Horizontal Scaling of Event-Driven Microservices in Kubernetes

Home > Blog > For Architects

Microservice architecture is a transformative pattern for implementing complex processing that has received a lot of attention over the last couple of years. The advantage of event-driven microservices is that they can be used in combination with synchronous, RESTful API microservices to provide a flexible, scalable, and performant software architecture. A combined approach can help enterprises realize the true promise of microservices; however, to meet the demands of applications and to maximize the benefits of compute capacity, event-driven microservices must be elastically and individually scalable.

Event-driven microservices introduces an event broker and asynchronous processing into your architecture, and with it comes its own benefits and challenges with managing scalability. But the scalability challenges are not insurmountable and the benefits of event-driven microservices differ from that of synchronous microservices.

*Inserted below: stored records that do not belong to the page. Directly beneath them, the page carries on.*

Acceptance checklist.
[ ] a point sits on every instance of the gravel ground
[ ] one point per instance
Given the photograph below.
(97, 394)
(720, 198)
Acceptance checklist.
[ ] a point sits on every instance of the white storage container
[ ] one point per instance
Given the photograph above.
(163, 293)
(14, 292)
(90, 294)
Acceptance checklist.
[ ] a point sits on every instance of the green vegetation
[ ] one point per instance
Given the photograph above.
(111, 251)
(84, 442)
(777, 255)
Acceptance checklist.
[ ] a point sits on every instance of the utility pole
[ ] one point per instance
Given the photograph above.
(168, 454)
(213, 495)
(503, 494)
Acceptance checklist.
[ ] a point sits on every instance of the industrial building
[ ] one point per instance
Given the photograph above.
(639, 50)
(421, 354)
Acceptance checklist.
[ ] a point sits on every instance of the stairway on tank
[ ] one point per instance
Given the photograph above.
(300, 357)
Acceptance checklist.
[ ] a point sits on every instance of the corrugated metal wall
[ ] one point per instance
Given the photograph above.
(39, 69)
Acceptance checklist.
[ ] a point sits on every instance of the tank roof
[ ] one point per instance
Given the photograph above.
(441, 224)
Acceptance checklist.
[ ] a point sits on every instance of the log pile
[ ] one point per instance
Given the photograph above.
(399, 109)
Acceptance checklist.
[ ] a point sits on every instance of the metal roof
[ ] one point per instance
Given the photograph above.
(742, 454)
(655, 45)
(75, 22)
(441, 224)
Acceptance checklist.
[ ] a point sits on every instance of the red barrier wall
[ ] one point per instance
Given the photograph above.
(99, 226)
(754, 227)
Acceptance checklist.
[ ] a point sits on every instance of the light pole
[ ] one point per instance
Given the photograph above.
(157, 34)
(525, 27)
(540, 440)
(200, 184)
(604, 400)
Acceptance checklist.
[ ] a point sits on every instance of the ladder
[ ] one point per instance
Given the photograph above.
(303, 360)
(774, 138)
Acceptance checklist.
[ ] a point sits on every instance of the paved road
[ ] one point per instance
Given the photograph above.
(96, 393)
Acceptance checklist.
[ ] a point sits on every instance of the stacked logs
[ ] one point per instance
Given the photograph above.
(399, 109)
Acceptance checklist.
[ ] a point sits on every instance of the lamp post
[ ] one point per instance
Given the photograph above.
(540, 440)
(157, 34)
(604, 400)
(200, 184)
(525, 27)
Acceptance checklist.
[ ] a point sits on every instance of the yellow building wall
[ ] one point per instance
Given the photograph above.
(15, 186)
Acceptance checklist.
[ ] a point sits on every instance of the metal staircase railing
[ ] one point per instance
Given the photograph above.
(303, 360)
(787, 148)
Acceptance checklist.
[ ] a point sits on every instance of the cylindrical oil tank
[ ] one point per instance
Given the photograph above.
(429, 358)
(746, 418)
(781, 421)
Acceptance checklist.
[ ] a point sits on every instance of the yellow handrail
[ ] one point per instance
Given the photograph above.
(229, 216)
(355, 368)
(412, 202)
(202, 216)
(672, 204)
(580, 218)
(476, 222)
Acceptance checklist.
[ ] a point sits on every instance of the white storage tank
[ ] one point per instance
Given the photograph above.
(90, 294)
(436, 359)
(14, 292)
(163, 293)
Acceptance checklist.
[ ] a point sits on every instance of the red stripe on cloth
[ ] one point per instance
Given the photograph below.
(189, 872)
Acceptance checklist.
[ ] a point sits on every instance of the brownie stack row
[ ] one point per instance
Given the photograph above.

In this blog post I’ll talk about scaling as it applies to event-driven microservices: the basics, the benefits, what can go wrong, and how to get it right.

What is Scaling in Microservices?

Scaling is the ability to manage compute capacity to match demand. When demand goes up, we want to increase our compute resources to match the requirements. When demand goes down, we want to decrease our compute resource to save on cost. Scaling for cost is particularly effective if the infrastructure is in the cloud because we save on resources that are de-allocated.

Auto Scaling Microservices

Scaling microservices is particularly interesting because of the of the opportunity to manage capacity at a granular, or per service level. If we have a platform hosting 100 microservices, perhaps 10 are running full throttle (high demand), 40 at zero or nominal demand, and the rest somewhere in between. We want to allocate resources where they are needed and deallocate where they are not. As hours and days pass, demand for any specific service is likely to fluctuate. Capacity should be rebalanced to reflect changing demand. But demand fluctuations depend on usage, not time. So, we need a way to detect and adjust capacity automatically for each service as demand fluctuates. This capability is called auto scaling.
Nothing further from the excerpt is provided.